HCOs are vying for technical resources in a highly competitive market. Staffing raises a unique set of concerns, including:
- Hiring: The average timeline for hiring a software engineer is 60-65 days (with a full recruiting team in place).
- Compensation: Competing with a vast landscape of tech companies means providing high salaries, equity, and benefits.
- Volume: You’ll need a full team of software developers, connectors, and operations experts with 1-2 people per area. That quickly amounts to millions of dollars per year for a functioning team. Contractors often have limited availability, and can command as much as $175-$210 per hour.
There are lots of technical decisions to make and vendors to evaluate when it comes to stitching together the healthcare data platform.
- Which cloud computing platform?

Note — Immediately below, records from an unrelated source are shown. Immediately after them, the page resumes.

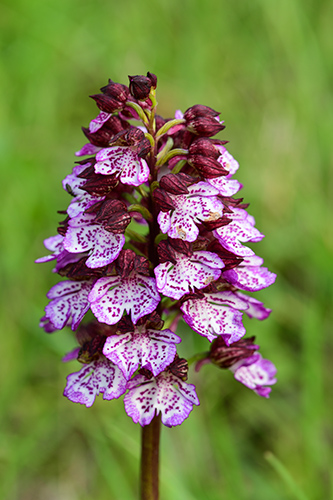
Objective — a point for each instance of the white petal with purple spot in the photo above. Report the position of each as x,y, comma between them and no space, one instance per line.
83,235
211,316
255,373
152,349
98,122
99,377
136,294
196,271
122,160
165,394
200,204
69,303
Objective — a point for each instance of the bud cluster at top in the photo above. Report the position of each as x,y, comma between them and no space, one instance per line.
153,234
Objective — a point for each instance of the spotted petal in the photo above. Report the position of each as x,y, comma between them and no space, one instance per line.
196,271
239,230
200,204
83,235
100,376
122,160
98,122
152,349
256,373
55,245
136,294
211,316
249,275
88,149
255,309
69,303
165,394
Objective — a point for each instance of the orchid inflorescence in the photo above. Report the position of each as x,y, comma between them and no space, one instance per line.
153,234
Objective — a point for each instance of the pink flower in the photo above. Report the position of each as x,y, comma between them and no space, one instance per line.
100,376
199,205
122,160
165,394
152,349
113,295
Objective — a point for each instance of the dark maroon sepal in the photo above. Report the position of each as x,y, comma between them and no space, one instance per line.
205,126
141,265
206,166
230,259
181,246
225,356
128,261
106,208
144,148
79,271
214,224
192,295
146,373
179,367
204,147
154,321
167,249
165,252
163,200
199,110
125,325
63,226
153,79
118,222
91,350
232,202
134,136
176,183
118,91
140,86
100,185
106,103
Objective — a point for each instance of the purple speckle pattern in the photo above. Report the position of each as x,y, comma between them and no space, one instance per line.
87,150
98,122
122,160
69,303
70,356
216,314
200,204
83,235
113,295
152,349
165,394
99,377
250,275
55,245
256,373
82,200
241,229
255,308
225,184
199,270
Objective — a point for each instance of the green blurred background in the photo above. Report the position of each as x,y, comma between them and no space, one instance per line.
267,66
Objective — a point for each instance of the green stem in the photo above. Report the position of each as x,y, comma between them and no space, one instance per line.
150,459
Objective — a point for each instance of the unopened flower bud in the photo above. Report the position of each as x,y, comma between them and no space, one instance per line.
175,183
116,90
225,356
107,103
204,147
140,87
163,199
207,166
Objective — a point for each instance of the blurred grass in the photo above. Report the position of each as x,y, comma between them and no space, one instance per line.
267,67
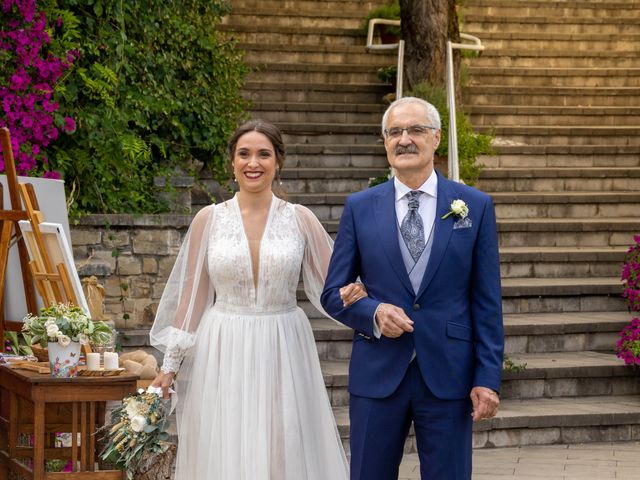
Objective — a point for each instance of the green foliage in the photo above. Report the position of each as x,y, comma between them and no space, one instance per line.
470,144
390,11
388,74
156,87
510,366
17,343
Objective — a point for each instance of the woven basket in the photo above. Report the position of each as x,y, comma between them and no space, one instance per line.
160,466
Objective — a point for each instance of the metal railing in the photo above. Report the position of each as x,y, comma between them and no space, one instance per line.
454,169
388,46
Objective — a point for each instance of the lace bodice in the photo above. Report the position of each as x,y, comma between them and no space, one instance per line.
214,270
280,259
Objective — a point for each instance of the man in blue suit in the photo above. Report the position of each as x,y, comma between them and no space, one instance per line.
428,340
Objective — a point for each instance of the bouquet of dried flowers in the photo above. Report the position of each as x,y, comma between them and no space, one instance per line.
136,431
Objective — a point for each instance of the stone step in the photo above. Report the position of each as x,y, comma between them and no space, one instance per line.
329,7
562,332
318,112
558,43
488,115
331,133
545,421
278,36
557,262
544,375
293,17
259,53
568,232
551,96
594,179
479,25
524,333
604,11
570,135
333,93
562,204
313,73
549,59
511,154
555,77
328,180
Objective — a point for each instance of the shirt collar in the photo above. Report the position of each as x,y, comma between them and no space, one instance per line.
430,186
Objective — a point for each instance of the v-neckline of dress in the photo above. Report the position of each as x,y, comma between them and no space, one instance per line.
255,281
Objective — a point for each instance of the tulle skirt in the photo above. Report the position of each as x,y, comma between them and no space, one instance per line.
253,404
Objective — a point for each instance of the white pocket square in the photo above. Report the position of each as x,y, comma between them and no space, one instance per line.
463,223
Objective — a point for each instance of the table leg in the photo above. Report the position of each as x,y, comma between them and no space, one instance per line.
38,441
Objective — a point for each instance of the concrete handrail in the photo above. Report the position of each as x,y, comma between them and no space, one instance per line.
388,46
454,168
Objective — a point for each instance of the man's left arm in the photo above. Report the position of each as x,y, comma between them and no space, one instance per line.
486,312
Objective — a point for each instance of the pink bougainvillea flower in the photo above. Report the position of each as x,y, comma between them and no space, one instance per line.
69,125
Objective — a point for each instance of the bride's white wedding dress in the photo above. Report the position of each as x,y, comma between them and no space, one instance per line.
252,401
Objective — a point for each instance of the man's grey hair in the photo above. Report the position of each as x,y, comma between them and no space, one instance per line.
433,117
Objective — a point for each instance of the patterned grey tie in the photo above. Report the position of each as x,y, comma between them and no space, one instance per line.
412,228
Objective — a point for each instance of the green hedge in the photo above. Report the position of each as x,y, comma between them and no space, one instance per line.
156,87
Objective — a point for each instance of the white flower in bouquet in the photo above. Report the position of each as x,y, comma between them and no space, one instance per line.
458,208
138,423
52,330
70,321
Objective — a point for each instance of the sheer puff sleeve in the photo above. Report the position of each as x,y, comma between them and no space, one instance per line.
317,254
186,295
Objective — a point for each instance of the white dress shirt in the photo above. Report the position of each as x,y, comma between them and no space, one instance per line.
426,210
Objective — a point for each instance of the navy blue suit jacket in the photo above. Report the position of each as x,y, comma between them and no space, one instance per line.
458,332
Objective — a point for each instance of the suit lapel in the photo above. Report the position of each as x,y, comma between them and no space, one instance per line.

Azure vs. AWS vs. on-premises hosted?
- Which strategy is right for my data? Data lake, data warehouse, NoSQL?
- What considerations do I need to make for my users? Do we need a semantic layer of data organization for end-users?
- How do you stay on top of changing data standards and requirements? Master data management. Interoperability and a massive data asset requires a common set of data standards and ongoing management.
- How will you manage extract, transform, load / extract, load, transform pipelines (ETL/ELT)? Should we rely on third parties to transform the data? What is the organizational cost of doing this ourselves?
- How do you ensure proper use of the data and data governance? How do you actively manage storage costs?
- Which power business intelligence tools do you use? How will they work with my data lake strategy?